Multiple resistance to benzimidazoles (fenbendazole, albendazole and mebendazole) in a strain of Haemonchus contortus in sheep was detected on a farm where fenbendazole resistance had already been identified. Following a faecal egg count reduction test, this was confirmed by both critical and controlled anthelmintic tests. Different groups of sheep infected naturally or given an experimental infection with the fenbendazole-resistant strain were treated with the recommended doses of various anthelmintics. Compared to the control group, percentage reductions in faecal egg counts of sheep treated with fenbendazole, albendazole, mebendazole, levamisole and morantel varied between 56% and 81% and worm counts between 71% and 86%. The results indicate the presence of multiple anthelmintic resistance in this strain of H. contortus on this farm. Sheep treated with ivermectin and closantel showed 100% reductions in faecal egg and worm counts, suggesting high efficacy of these drugs against the population of H. contortus on this farm.     

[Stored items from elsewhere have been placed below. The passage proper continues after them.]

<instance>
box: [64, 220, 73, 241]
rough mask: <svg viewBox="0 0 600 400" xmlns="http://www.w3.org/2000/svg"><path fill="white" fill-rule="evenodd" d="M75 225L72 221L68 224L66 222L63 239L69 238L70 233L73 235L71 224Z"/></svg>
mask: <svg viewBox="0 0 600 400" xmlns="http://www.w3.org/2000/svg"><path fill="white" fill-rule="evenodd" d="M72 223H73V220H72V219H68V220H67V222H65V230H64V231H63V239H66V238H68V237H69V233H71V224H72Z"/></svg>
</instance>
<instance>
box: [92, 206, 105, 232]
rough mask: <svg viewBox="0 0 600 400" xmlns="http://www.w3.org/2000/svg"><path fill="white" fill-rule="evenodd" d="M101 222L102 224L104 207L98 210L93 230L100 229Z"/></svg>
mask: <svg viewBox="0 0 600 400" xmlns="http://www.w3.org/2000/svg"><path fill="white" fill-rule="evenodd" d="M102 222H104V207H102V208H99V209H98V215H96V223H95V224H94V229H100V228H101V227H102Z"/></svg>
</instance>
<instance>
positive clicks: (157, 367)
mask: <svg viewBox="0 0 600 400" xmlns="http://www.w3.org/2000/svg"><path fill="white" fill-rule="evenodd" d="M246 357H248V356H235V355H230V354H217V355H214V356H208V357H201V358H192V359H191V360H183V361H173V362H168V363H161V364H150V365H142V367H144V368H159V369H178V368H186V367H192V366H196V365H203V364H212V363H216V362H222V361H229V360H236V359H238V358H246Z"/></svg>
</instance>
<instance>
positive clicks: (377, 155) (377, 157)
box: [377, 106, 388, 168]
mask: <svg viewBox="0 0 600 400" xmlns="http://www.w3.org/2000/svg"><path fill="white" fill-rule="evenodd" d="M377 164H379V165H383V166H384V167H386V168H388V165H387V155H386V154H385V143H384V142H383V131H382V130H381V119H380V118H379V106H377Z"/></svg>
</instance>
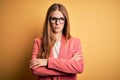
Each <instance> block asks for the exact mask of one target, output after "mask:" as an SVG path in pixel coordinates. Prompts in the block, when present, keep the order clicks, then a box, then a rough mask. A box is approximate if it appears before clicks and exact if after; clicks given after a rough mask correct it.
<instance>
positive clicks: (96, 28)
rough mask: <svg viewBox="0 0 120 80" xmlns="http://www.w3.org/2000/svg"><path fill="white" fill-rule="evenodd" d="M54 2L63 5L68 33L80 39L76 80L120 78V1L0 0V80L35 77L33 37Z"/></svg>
mask: <svg viewBox="0 0 120 80" xmlns="http://www.w3.org/2000/svg"><path fill="white" fill-rule="evenodd" d="M54 2H60V3H62V4H63V5H65V7H66V8H67V10H68V13H69V17H70V24H71V35H72V36H74V37H78V38H80V40H81V42H82V49H83V54H84V59H85V70H84V72H83V73H82V74H79V75H78V80H120V1H119V0H0V80H35V77H34V76H33V75H32V72H31V71H30V70H29V60H30V59H31V55H32V53H31V52H32V47H33V40H34V38H36V37H39V36H41V34H40V33H41V29H42V26H43V23H44V19H45V15H46V11H47V9H48V7H49V6H50V5H51V4H53V3H54Z"/></svg>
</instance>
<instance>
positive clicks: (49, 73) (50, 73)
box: [32, 39, 67, 76]
mask: <svg viewBox="0 0 120 80" xmlns="http://www.w3.org/2000/svg"><path fill="white" fill-rule="evenodd" d="M40 44H41V41H39V39H35V40H34V45H33V52H32V59H36V58H37V55H38V53H39V46H40ZM32 72H33V74H35V75H39V76H50V75H67V74H66V73H63V72H60V71H57V70H53V69H48V68H47V67H39V68H37V69H32Z"/></svg>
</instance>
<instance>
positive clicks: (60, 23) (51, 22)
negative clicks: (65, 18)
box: [50, 17, 65, 24]
mask: <svg viewBox="0 0 120 80" xmlns="http://www.w3.org/2000/svg"><path fill="white" fill-rule="evenodd" d="M57 21H59V23H60V24H63V23H65V18H64V17H60V18H57V17H50V22H51V23H53V24H56V23H57Z"/></svg>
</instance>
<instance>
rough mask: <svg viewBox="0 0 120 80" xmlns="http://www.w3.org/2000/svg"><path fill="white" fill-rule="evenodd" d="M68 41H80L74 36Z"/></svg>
mask: <svg viewBox="0 0 120 80" xmlns="http://www.w3.org/2000/svg"><path fill="white" fill-rule="evenodd" d="M68 41H70V42H80V39H79V38H76V37H71V38H70V39H69V40H68Z"/></svg>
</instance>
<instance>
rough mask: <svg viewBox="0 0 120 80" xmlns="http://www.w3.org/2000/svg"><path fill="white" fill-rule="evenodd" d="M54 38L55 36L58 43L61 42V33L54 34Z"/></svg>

Naphthalophos combinations with benzimidazoles or levamisole as effective anthelmintics for sheep

Objective: To investigate the relative efficacy and safety of the anthelmintic naphthalophos in sheep, either given alone or in combination with benzimidazole (fenbendazole and albendazole) or levamisole anthelmintics.
Design: A parasitological study using faecal egg count reduction tests, a validating slaughter trial and field safety trials.
Procedure: Faecal egg count reduction tests were carried out on 13 farms. Naphthalophos and combinations of naphthalophos with levamisole and fenbendazole were included in the drench tests. On one property a controlled efficacy study was carried out to validate faecal egg count reduction test findings. In this trial, sheep were slaughtered 10 days after treatment and the remaining parasites recovered from the gastro-intestinal tract. Safety trials were carried out on eight farms where approximately 50 000 sheep were treated with naphthalophos and albendazole that were tank mixed in the backpack.
Results: The efficacy of naphthalophos alone in faecal egg count reduction tests ranged from 59 to 98% with one test showing 95% reduction. The efficacy of naphthalophos and levamisole ranged from 74 to 100%, with 5 farms showing 95% reduction. The efficacy of naphthalophos and fenbendazole ranged between 88 and 100% with 95% reduction achieved on 10 farms. The controlled efficacy study showed a good correlation between the faecal egg count reduction tests and numbers of parasites recovered, except for Nematodirus where the faecal egg count reduction tests overestimated efficacy. The mortality rate in the safety trials was 0.05%, with most fatalities occurring on one farm.
Conclusion: The combination of naphthalophos and fenbendazole was more effective than a combination of naphthalophos and levamisole, and will provide a sufficiently safe drench rotation option.